La mujer no pudo terminar porque la interrumpieron los alaridos que llegaban desde el jardín. Héctor soltó el disco, cruzó la cocina y atravesó la puerta golpeando el cancel.

Ezequiel sujetaba a su hermana, que tiritaba. La cubría con el cuerpo para darle calor.

—Estaba adentro del agua. No sé por qué se metió.

—Mi amor, ¿estás bien? —Héctor se sacó el suéter, la tapó y comenzó a frotarla—. ¿Por qué te metiste con este frío?

—Por la chica.

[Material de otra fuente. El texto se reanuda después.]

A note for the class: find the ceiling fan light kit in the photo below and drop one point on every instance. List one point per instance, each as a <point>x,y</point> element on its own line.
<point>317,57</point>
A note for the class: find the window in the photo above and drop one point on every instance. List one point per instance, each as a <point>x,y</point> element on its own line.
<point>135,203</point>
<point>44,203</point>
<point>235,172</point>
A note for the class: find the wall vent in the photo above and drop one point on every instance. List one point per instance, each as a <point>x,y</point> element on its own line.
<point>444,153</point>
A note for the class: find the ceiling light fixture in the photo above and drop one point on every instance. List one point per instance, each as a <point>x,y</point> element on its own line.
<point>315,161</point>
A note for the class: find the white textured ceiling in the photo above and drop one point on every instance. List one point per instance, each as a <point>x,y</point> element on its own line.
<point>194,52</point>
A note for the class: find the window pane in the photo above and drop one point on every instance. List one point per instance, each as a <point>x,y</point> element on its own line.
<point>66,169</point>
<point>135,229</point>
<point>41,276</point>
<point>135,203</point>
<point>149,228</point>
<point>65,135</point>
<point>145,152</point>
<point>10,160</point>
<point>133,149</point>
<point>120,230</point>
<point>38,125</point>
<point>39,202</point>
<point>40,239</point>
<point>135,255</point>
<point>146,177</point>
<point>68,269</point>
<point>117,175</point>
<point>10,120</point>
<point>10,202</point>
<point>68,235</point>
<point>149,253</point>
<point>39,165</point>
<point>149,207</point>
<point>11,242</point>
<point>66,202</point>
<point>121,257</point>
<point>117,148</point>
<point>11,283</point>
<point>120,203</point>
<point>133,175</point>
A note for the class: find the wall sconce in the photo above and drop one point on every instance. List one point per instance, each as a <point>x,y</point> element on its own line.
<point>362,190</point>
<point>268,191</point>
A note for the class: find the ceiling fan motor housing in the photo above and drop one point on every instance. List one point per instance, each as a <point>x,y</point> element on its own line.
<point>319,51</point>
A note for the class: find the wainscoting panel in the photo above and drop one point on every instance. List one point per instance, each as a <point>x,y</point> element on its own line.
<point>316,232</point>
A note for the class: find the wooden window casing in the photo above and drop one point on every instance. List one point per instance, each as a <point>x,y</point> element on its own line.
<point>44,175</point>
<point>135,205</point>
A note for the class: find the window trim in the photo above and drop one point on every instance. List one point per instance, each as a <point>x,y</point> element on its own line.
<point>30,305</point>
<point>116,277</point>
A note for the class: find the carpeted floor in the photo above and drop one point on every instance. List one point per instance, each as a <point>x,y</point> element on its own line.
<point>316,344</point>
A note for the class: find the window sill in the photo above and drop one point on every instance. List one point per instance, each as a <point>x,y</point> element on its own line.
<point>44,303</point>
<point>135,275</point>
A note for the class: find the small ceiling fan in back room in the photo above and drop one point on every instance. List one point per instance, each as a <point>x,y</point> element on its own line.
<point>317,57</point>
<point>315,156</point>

Esta-taba bus… cando a Eze y apareció y después tiró el collar y yo…

—¿Qué chica?

—Había u-u-una chica. La abuela la tie-tiene que conocer.

Isabel negó con la cabeza. Se acercó a Luz y al ver lo que sostenía se tapó la boca exaltada.

—Había un sa-sapo y la ne-nena, el collar…

—¿Cuál collar? —preguntó Ezequiel.

Luz juntó fuerzas y levantó el brazo. En su mano colgaba una cadenita con un pez plateado en el extremo. Los ojos de Isabel, que estaban húmedos, comenzaron a lagrimear. Se arrodilló frente a su nieta y comenzó a besarla en la frente. Desde la pileta, observaba la cabeza viscosa del sapo, que flotó unos instantes y luego desapareció, dejando un rastro de ondas que se diluyeron sobre el agua turbia.